03.06.2020 - 11:43 Uhr
HirschauOberpfalz

SPD fordert: Sicherstellung der notärztlichen Versorgung vor Ort in Hirschau und Schnaittenbach

Seit 01. Januar 2017 gibt es in Hirschau zusätzlich zur bisherigen BRK-Rettungswache einen Notarztstandort.

PD Dr. Andreas Redel, Chefarzt der Klinik für Anästhesie und Operative Intensivmedizin (links), und Marc Bigalke, der Ärztliche Leiter der Zentralen Notaufnahme.
von Autor SORProfil

Wie am 28.11.2019 der Amberger Zeitung zu entnehmen war ("Kliniken kooperieren für Hirschauer Notarzt-Standort"), wurde zwischen der Kassenärztlichen Vereinigung Bayern (KVB) und dem Klinikum St. Marien Amberg ein Vertrag geschlossen, mit dem Ziel, die "langfristige notärztliche Besetzung des Notarztstandorts Hirschau sicherzustellen".

Hirschau

Seit dem 1. Dezember 2019 sollte hierfür im wöchentlichen Wechsel die Besetzung des Standortes Hirschau, welcher auch die Stadt Schnaittenbach mit betreut, tagsüber an den Werktagen von 7 bis 19 Uhr durch das Klinikum St. Marien Amberg und das St. Anna Krankenhaus Sulzbach-Rosenberg sichergestellt werden. Zu den geplanten Änderungen haben sich die SPD-Stadtratsfraktionen Hirschau und Schnaittenbach bereits im November 2019 vor Ort informiert.

Zwar wurde die werktägliche Besetzung im wöchentlichen Wechsel durch die beiden Kliniken realisiert und hat zu einer Entlastung am Notarztstandort Hirschau geführt, dennoch hat sich im Zuge der Corona-Pandemie die anfängliche Befürchtung, so Josef Birner, bewahrheitet, die abgestellten Notärzte könnten tagsüber nicht wie geplant im Kaolinrevier, sondern vielmehr in den jeweiligen Kliniken eingesetzt werden.

Seit dem 30.03.2020 werden das Notarzteinsatzfahrzeug und der Notarzt nicht mehr wie vereinbart an der BRK-Rettungswache Hirschau und den hierzu bereitgestellten Räumlichkeiten, sondern vielmehr an den Kliniken in Amberg und Sulzbach vorgehalten. Dies, so Josef Birner, führt neben einem erhöhten organisatorischen Aufwand zum Schichtwechsel an der BRK-Rettungswache Hirschau vor allem bei Notfällen, z.B. in den Pflegeeinrichtungen in Hirschau und Schnaittenbach, zu einem koordinatorischen Mehraufwand in der Integrierten Leitstelle Amberg und insbesondere zu einem deutlich längeren Anfahrtsweg.
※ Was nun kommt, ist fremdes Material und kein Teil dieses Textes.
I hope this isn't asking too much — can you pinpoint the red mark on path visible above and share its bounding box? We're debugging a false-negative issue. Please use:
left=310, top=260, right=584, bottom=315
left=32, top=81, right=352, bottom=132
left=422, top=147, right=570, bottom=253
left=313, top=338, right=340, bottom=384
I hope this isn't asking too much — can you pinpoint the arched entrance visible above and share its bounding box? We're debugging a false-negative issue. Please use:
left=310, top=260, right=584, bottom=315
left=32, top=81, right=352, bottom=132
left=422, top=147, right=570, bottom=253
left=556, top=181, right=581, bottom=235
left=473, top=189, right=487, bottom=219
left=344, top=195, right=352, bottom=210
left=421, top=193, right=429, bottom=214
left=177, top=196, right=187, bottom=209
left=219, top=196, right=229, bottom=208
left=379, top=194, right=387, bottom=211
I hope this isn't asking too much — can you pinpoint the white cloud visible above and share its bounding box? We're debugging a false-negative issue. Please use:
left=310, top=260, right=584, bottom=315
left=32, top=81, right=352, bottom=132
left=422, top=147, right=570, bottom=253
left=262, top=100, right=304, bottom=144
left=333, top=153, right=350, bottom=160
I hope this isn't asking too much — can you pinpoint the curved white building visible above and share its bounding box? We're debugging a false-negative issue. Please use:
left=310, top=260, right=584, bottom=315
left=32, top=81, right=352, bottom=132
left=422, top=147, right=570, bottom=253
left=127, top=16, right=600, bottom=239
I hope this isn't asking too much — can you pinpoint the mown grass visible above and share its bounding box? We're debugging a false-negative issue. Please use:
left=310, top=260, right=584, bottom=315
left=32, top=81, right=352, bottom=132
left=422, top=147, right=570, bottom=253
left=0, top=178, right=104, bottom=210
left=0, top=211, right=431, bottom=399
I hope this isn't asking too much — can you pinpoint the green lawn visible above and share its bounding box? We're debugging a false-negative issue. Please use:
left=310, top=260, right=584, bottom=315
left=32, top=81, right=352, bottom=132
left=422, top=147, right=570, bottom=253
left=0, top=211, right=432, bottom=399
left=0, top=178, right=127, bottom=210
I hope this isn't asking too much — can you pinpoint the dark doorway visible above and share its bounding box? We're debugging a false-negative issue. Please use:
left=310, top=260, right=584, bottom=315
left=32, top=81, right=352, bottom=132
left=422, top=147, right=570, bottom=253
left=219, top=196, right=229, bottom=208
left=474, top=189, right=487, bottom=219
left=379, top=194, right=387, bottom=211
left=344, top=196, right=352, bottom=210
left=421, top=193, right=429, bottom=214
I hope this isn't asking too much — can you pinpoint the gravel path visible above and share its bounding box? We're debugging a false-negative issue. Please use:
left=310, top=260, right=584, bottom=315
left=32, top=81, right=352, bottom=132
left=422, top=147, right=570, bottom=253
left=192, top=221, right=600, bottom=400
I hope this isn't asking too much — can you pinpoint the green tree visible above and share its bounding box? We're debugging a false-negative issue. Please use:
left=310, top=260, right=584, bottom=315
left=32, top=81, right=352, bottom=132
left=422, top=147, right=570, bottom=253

So geht wertvolle Zeit verloren, im Ernstfall kann dies Leben kosten, befürchten die beiden SPD-Stadtratsfraktionen Hirschau und Schnaittenbach. Um die notärztliche Versorgung der Schnaittenbacher und Hirschauer Bevölkerung uneingeschränkt sicherzustellen, beantragen die beiden SPD-Stadtratsfraktionen daher, dass durch die beiden Städte Hirschau und Schnaittenbach umgehend beim Zweckverband für Rettungsdienst und Feuerwehralarmierung (ZRF) Amberg darauf gedrungen wird, dass die Notärzte wieder am Standort Hirschau vor Ort ihren Dienst versehen, was auch den Menschen in Schnaittenbach zugute käme, so Uwe Bergmann.
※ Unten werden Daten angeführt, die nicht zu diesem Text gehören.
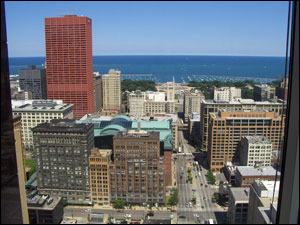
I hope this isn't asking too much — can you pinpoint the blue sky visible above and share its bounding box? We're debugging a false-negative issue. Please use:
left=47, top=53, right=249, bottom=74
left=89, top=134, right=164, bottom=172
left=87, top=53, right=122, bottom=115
left=5, top=1, right=288, bottom=57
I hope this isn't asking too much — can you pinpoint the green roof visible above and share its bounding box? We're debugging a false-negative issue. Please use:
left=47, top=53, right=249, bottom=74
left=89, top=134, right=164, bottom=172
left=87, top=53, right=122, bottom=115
left=112, top=114, right=131, bottom=121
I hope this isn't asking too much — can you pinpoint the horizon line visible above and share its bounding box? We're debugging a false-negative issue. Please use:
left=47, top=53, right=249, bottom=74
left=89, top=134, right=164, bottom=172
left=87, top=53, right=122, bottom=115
left=8, top=54, right=286, bottom=58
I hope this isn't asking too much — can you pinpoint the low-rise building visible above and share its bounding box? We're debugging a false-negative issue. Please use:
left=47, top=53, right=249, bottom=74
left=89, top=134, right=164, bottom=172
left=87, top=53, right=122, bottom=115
left=27, top=194, right=64, bottom=224
left=236, top=166, right=280, bottom=187
left=227, top=187, right=249, bottom=224
left=247, top=180, right=280, bottom=224
left=238, top=136, right=272, bottom=166
left=210, top=87, right=242, bottom=102
left=89, top=148, right=112, bottom=205
left=12, top=100, right=73, bottom=149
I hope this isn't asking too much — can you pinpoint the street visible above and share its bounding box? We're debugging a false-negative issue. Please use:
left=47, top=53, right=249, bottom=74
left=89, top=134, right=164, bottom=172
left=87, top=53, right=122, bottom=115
left=176, top=131, right=218, bottom=224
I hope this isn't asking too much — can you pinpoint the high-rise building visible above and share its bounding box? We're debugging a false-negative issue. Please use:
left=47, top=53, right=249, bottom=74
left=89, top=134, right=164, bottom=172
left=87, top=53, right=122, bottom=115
left=12, top=100, right=73, bottom=149
left=276, top=78, right=289, bottom=101
left=211, top=87, right=242, bottom=102
left=183, top=90, right=205, bottom=122
left=253, top=84, right=275, bottom=101
left=93, top=72, right=102, bottom=112
left=19, top=66, right=47, bottom=99
left=208, top=109, right=285, bottom=170
left=32, top=119, right=94, bottom=204
left=247, top=180, right=280, bottom=224
left=45, top=15, right=94, bottom=119
left=200, top=99, right=286, bottom=150
left=227, top=187, right=249, bottom=224
left=89, top=148, right=112, bottom=205
left=102, top=69, right=122, bottom=112
left=238, top=136, right=272, bottom=166
left=110, top=129, right=165, bottom=205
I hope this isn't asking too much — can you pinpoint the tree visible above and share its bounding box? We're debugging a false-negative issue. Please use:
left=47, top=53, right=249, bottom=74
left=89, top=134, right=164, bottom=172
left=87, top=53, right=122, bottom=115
left=192, top=197, right=197, bottom=205
left=207, top=170, right=216, bottom=184
left=114, top=200, right=125, bottom=209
In ihren Anträgen beantragen die beiden SPD-Stadtratsfraktionen, hierzu unverzüglich Gespräche mit dem Zweckverband für Rettungsdienst und Feuerwehralarmierung Amberg aufzunehmen und den jeweiligen Stadtrat hierüber in der nächsten öffentlichen Stadtratssitzung zu informieren. Der östliche Landkreis, so Reinhold Strobl, dürfe hier nicht benachteiligt werden.